Ritenni prudente rimanere in silenzio.

— Io mi diverto a fare scherzi. Di questa mia passione sono testimoni i miei colleghi della casa editrice (casa editrice sul cui nome abbiamo già concordato in maniera tacita, se vogliamo, un patto fra gentiluomini, la più importante delle cui clausole è superfluo citare e che consiste nel non menzionare il nome della casa editrice dove svolgo con efficacia il mio ruolo di revisore di traduzioni grazie alla mia grande conoscenza di diverse lingue indoeuropee e nella quale i miei colleghi mi chiamano, con affetto e senza cattiveria, il pagliaccio). Anche mia moglie va matta per i miei scherzi; mia moglie si chiama Laura (nome di origine latina, che evoca l’alloro); ma il suo cognome (palindromo) è tedesco: Renner, e significa cavallo veloce o cavallo da corsa: vede che buffo che risulta che una donna si chiami cavallo veloce o cavallo da corsa e non giumenta veloce o giumenta da corsa !

E proruppe in una serie di risate stentoree. Ricorsi all’atteggiamento istrionico di strapparmi i capelli per la disperazione.

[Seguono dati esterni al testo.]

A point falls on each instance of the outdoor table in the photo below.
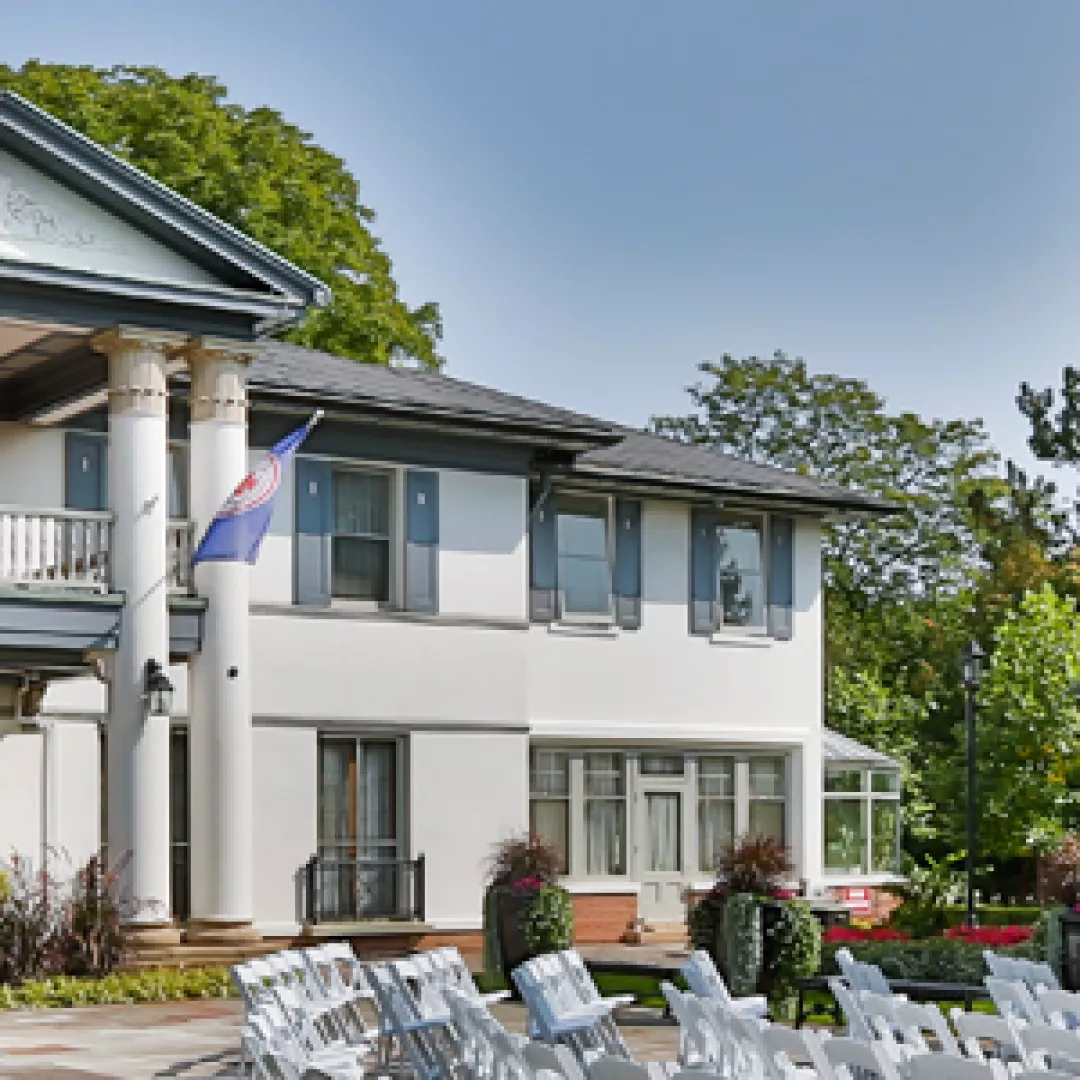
(913, 988)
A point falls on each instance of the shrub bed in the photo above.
(931, 960)
(120, 988)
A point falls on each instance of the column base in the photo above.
(148, 936)
(221, 932)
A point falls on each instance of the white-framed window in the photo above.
(861, 820)
(363, 529)
(550, 800)
(584, 554)
(716, 808)
(688, 806)
(768, 798)
(605, 798)
(741, 547)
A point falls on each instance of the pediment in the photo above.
(48, 224)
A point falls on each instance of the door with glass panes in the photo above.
(359, 838)
(660, 805)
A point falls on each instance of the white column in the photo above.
(219, 728)
(137, 742)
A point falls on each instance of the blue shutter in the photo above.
(628, 563)
(85, 471)
(702, 569)
(781, 577)
(421, 540)
(543, 556)
(313, 521)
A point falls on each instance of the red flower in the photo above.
(993, 936)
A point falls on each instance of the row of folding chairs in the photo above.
(304, 1011)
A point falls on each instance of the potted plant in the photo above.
(526, 913)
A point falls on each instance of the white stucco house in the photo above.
(473, 615)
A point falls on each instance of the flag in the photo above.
(237, 531)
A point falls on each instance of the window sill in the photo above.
(602, 887)
(584, 629)
(741, 638)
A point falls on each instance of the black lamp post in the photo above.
(972, 658)
(157, 689)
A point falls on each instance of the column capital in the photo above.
(138, 367)
(218, 377)
(122, 339)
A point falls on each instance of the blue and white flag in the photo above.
(237, 531)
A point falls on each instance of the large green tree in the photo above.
(903, 593)
(259, 173)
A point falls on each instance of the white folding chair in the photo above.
(851, 1057)
(1012, 998)
(705, 982)
(944, 1067)
(975, 1029)
(1050, 1048)
(1062, 1008)
(790, 1048)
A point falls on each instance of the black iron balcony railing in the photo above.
(342, 888)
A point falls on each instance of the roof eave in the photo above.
(59, 148)
(824, 502)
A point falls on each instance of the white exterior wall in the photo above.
(483, 551)
(388, 672)
(660, 682)
(31, 467)
(468, 792)
(286, 800)
(21, 802)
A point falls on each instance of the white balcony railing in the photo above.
(69, 549)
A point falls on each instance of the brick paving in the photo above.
(187, 1040)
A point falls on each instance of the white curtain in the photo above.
(663, 832)
(605, 836)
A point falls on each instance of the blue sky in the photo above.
(601, 194)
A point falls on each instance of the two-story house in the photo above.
(472, 616)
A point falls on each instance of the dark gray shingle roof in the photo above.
(324, 377)
(617, 451)
(645, 456)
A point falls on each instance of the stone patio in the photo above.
(184, 1039)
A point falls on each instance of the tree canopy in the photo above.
(252, 169)
(977, 550)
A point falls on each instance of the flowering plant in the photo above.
(525, 887)
(837, 934)
(993, 936)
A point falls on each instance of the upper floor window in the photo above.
(584, 561)
(862, 820)
(584, 558)
(366, 535)
(740, 570)
(361, 563)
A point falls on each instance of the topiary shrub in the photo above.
(743, 947)
(793, 952)
(548, 922)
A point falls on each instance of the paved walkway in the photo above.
(188, 1040)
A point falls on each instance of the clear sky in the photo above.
(602, 193)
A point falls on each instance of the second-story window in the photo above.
(740, 570)
(584, 558)
(362, 527)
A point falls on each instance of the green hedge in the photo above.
(997, 916)
(931, 960)
(127, 987)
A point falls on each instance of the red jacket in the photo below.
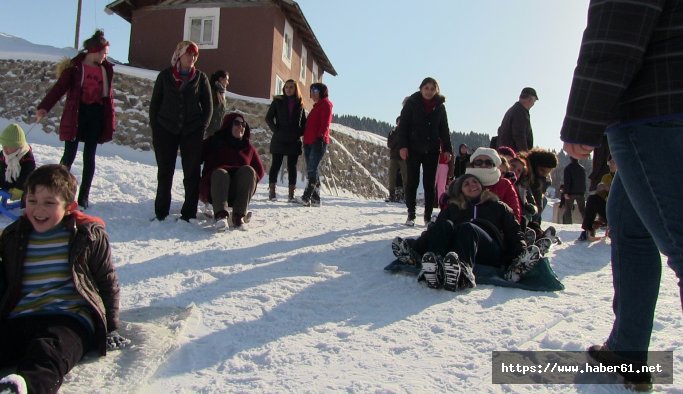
(70, 82)
(222, 150)
(507, 193)
(318, 122)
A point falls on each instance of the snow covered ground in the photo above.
(300, 303)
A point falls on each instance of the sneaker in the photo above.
(403, 252)
(543, 245)
(636, 381)
(583, 236)
(523, 263)
(451, 270)
(13, 384)
(432, 270)
(529, 236)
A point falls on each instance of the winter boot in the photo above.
(411, 219)
(13, 384)
(543, 245)
(290, 197)
(315, 197)
(305, 199)
(271, 192)
(451, 270)
(523, 263)
(432, 270)
(404, 252)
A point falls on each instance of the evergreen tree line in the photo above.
(472, 139)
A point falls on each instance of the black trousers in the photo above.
(429, 162)
(90, 118)
(166, 152)
(43, 349)
(595, 206)
(472, 244)
(291, 168)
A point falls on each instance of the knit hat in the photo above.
(182, 48)
(487, 152)
(13, 136)
(96, 43)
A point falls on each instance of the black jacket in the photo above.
(176, 111)
(421, 132)
(287, 130)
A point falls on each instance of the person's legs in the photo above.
(410, 188)
(393, 171)
(52, 345)
(429, 163)
(91, 130)
(191, 159)
(645, 218)
(166, 152)
(220, 186)
(275, 167)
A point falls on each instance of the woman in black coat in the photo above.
(179, 114)
(475, 228)
(286, 119)
(422, 133)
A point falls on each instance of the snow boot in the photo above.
(543, 245)
(432, 270)
(451, 270)
(271, 192)
(403, 252)
(523, 263)
(410, 222)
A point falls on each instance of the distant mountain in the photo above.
(11, 43)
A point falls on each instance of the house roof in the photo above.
(125, 8)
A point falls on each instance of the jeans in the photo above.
(313, 153)
(645, 217)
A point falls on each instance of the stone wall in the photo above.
(352, 165)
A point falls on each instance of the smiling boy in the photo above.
(59, 292)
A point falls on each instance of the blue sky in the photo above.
(481, 52)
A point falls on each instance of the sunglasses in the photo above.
(483, 163)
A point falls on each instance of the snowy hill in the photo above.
(300, 303)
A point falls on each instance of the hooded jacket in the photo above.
(223, 151)
(423, 132)
(70, 81)
(91, 268)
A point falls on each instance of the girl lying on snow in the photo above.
(475, 228)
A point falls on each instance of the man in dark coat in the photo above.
(515, 129)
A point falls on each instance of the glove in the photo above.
(116, 342)
(16, 194)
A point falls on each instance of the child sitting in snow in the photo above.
(59, 292)
(16, 161)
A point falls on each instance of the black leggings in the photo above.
(90, 119)
(291, 168)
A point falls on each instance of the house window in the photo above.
(201, 26)
(279, 84)
(287, 41)
(314, 72)
(304, 61)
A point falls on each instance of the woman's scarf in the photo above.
(13, 166)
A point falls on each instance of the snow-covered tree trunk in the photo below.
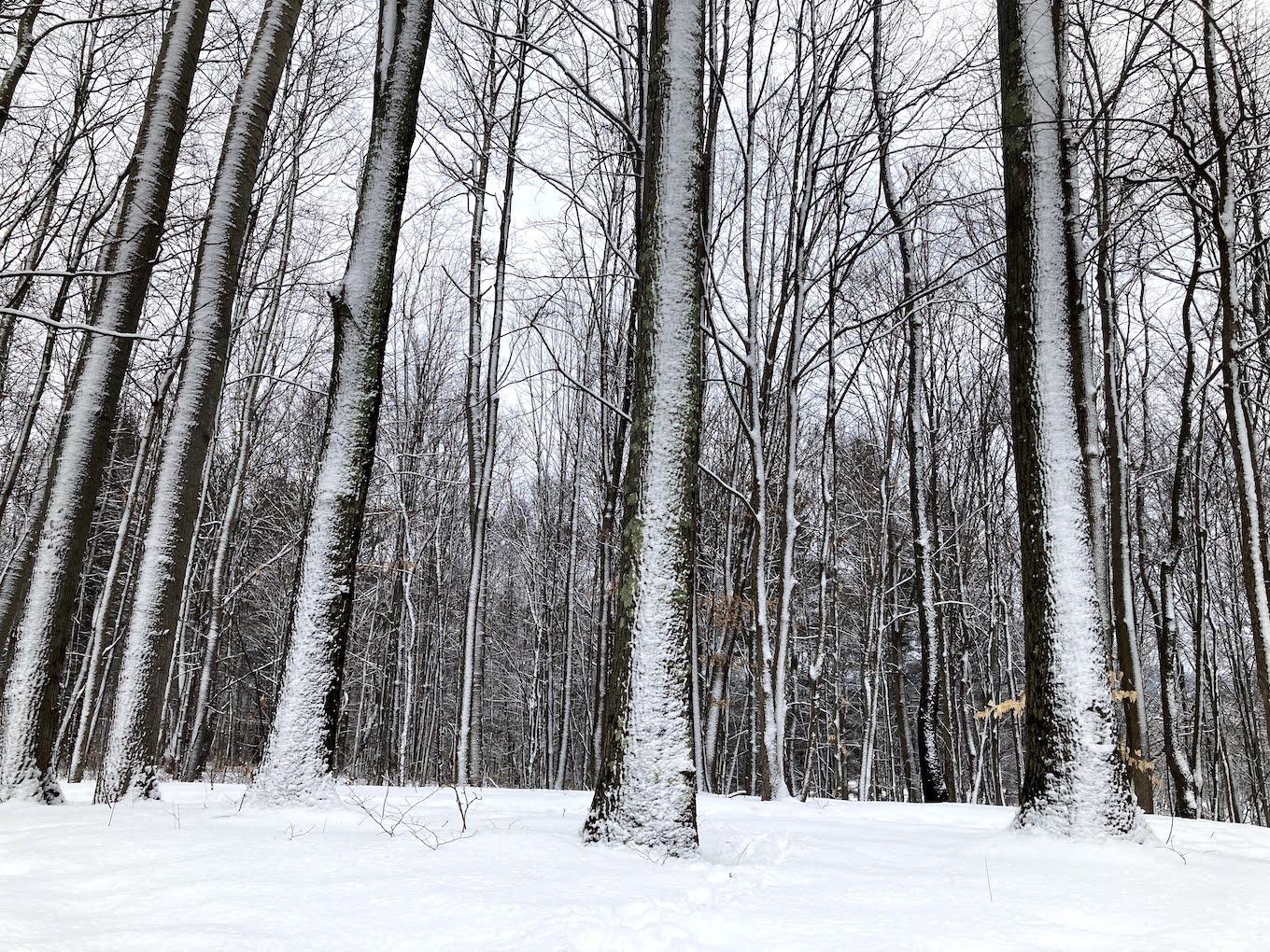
(24, 45)
(299, 758)
(84, 432)
(1241, 422)
(928, 749)
(1073, 778)
(646, 790)
(134, 736)
(1181, 771)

L’uomo era passato dall’ilarità alla tosse. Dopo essersi schiarito la gola, continuò:

— E qui entriamo in pieno nel cuore dell’aneddotto. Questo occorse, si verificò, successe, accadde, ebbe luogo, o si svolse in uno dei sette giorni che composero, costituirono o formarono la settimana scorsa. Per essere più preciso, il giovedì, giorno che i romani consacravano a Giove… Io sono molto appassionato di studi mitologici e potrei parlarle ore intere sulla mitologia greco-romana alle cui fonti mi sono abbeverato, giacché fra le diverse lingue indoeuropee, la cui padronanza mi ha permesso di svolgere efficacemente il ruolo di revisore di traduzioni in una casa editrice (il cui nome preferisco, per il momento, non menzionare), non è da disprezzare l’esaustiva conoscenza che mi fa adorna di queste lingue morte, il greco e il latino, il cui studio si va trascurando, ed è un peccato, nelle ultime decadi. Non accadeva così, di certo, nei secoli XVI e XVII; si ricordi che don Miguel de Cervantes, il glorioso Monco di Lepanto, il Principe degli Ingegni, autore del Don Chisciotte, il cui titolo completo è La storia di don Chisciotte della Mancia, delle Novelle esemplari e di tante opere che hanno arricchito la letteratura occidentale, abbondava in citazioni latine nelle quali…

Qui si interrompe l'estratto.